In 1959, MG brought to market a refreshed version of the MGA known as the 1600. The MGA 1600 dropped in a 1588 cc straight-four engine making 79.6 bhp and installed disc brakes at the front while maintaining drums at the rear. The only really exterior differences between the 1600 and its 1500 predecessor were the alternative taillight design, updates to the front indicator lights, and “1600” badging added around the vehicle.
The 1600 also brought about the De Luxe model following the discontinuation of the Twin Cam. MGA 1600 De Luxe versions came with disc brakes at all four wheels, leftover Dunlop wheels, and used the same leftover chassis from the Twin Cam. It was essentially a Twin Cam without the special engine.
The MG MGA’s last refresh took shape in 1961 as the MGA 1600 MKII. The engine once again increased in size, this time by increasing the bore to achieve 1622 cc. Engineers also updated the cylinder heads to have larger valves and redone combustion chambers. All in all, the 1600 MKII’s horsepower was bumped up to 90 bhp. A small number of De Luxe versions were made for the 1600 MKII that featured the same updates found in the previous 1600 MKI version.

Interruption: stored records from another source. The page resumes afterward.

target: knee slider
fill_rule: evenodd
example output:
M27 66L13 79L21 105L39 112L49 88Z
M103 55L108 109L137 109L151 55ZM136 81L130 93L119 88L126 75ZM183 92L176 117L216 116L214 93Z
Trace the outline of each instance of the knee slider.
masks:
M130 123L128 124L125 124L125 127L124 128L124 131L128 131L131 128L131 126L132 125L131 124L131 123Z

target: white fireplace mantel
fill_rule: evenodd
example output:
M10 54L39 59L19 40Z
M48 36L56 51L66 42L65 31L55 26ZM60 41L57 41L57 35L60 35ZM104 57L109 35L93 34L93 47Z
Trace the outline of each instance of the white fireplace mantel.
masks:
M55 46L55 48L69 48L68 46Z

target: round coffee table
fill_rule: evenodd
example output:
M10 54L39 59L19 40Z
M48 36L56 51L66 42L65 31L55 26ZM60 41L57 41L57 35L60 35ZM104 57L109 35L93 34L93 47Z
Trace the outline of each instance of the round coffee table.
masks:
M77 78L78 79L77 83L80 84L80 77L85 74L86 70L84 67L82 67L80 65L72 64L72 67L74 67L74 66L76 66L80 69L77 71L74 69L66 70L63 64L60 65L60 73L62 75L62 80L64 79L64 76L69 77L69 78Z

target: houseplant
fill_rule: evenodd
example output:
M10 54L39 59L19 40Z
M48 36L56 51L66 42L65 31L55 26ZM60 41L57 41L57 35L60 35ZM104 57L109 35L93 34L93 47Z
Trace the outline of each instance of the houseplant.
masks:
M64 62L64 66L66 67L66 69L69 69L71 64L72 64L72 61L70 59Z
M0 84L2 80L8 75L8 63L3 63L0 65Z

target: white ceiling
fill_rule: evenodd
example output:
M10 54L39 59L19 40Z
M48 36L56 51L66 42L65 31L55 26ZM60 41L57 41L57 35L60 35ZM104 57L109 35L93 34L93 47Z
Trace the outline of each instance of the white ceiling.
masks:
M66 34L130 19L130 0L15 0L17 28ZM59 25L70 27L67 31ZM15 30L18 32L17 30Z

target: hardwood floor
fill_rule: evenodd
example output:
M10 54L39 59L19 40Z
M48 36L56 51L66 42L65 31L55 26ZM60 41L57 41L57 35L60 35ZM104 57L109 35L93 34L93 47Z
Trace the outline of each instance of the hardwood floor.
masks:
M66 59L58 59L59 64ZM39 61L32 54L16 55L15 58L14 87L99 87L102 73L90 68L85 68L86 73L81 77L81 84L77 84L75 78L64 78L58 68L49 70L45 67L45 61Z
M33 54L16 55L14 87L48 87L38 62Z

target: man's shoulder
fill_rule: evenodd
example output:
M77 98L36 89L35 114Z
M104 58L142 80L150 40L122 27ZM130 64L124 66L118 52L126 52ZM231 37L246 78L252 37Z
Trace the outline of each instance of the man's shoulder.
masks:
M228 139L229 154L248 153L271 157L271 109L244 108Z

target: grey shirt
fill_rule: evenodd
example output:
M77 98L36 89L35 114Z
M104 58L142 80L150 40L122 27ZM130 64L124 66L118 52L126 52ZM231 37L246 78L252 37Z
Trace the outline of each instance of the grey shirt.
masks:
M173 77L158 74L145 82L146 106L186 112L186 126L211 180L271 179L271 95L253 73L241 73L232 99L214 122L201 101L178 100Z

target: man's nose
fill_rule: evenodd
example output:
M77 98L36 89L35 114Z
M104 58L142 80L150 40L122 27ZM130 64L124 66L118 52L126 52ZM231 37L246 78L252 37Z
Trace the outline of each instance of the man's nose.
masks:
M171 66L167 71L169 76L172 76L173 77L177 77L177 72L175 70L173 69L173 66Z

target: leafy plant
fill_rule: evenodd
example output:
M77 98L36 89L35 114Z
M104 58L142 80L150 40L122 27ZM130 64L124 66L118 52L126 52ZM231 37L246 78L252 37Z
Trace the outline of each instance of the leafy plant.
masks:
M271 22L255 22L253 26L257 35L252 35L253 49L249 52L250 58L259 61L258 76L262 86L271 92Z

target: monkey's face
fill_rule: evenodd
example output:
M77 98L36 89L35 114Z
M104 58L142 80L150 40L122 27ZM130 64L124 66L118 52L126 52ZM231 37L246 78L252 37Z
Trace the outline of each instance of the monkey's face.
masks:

1949 MG TC – carsforsale.com | Shop MG MGA on Carsforsale.com
The MG MGA was discontinued in 1962 to make way for its successor, the MG MGB. The MG would continue to produce beloved British sports cars for about ten more years before being discontinued by the British Leyland Motor Corporation (BLMC) in 1972. MG continued to change hands for years to come only producing a some short-lived rebadges under the nameplate on a couple of occasions.
The historic British sports car manufacturer is now under control of the Chinese company SAIC Motor. MG as a brand is back in full swing across the pond and they’ve been one of the fastest growing brands in the UK. The MG brand stretches across into the rest of Europe and into the rest of the eastern hemisphere. That revival of MG in other parts of the world doesn’t mean that Americans will see the iconic brand return to our roads any time soon. If anything, we get to enjoy the classic MG models like the MGA – the real MG.
These are great! Love reading them. Keep it up! Lots of cars to choose from! Before they’re all in the landfills!